METHODS: The incidence of cancer in a total population of operated individuals was compared to the overall national cancer incidence in Sweden by means of standardised incidence ratios. Analysis of cancer latency period was performed to identify potential aetiological factors.
RESULTS: For male and female patients with rheumatoid arthritis (RA) or osteoarthritis (OA), the overall cancer risks were elevated, ranging from 1.10 (95% confidence interval (CI): 1.03-1.18) for men with OA to 1.26 (1.23-1.29) for men with RA. The greatest increases in risk were observed for the leukaemia subtypes, myelodysplastic syndromes (MDS) and essential thrombocytosis (ET), ranging from 3.31 (1.24-8.83) for ET in men with OA to 7.38 (1.85-29.51) for ET in women with RA. Increases in risk were also observed for breast cancer, prostate cancer and melanoma. The latency analysis revealed elevated risks late in the study period for both solid and haematopoietic cancers. However, only increases in MDS and possibly prostate cancer and melanoma rates appeared to be connected to the operation.

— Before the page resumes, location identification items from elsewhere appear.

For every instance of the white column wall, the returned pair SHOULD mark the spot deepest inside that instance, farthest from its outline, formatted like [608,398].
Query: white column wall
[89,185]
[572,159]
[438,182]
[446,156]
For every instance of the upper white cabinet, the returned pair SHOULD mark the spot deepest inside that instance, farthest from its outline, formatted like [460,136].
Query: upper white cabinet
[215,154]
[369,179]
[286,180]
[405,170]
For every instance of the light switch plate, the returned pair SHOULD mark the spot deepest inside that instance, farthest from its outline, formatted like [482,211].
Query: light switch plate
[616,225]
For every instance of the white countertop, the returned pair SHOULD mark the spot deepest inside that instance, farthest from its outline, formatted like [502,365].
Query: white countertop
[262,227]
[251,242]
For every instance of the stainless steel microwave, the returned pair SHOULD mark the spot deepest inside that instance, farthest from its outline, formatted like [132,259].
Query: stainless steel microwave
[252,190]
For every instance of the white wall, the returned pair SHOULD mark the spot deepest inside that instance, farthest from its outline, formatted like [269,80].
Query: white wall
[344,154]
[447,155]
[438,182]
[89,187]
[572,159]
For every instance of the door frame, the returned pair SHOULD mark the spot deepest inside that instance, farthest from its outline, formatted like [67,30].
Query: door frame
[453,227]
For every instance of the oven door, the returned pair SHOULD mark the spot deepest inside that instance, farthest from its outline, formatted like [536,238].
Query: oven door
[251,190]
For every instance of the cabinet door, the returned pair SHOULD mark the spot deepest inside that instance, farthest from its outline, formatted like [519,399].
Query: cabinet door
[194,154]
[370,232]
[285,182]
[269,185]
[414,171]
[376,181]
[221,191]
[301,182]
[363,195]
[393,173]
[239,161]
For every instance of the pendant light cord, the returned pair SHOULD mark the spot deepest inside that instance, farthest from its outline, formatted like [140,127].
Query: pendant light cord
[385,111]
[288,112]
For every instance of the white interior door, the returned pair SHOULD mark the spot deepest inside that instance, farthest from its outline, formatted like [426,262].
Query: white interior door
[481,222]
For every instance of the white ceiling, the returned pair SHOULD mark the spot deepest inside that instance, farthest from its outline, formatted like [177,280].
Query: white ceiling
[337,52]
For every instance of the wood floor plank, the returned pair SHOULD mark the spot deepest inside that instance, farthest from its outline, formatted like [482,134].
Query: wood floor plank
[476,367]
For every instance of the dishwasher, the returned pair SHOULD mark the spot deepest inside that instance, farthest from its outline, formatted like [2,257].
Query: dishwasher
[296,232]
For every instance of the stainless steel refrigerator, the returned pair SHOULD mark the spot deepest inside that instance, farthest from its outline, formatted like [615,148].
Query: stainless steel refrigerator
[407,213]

CONCLUSION: This study showed that OA and RA arthroplasty patients have a significantly higher risk of cancer than the general population. Elevated risks of MDS and possibly prostate cancer and melanoma indicated a potential connection to exposure to metals in the implant. The observed excessive incidence of ET was likely associated with the inflammatory disease.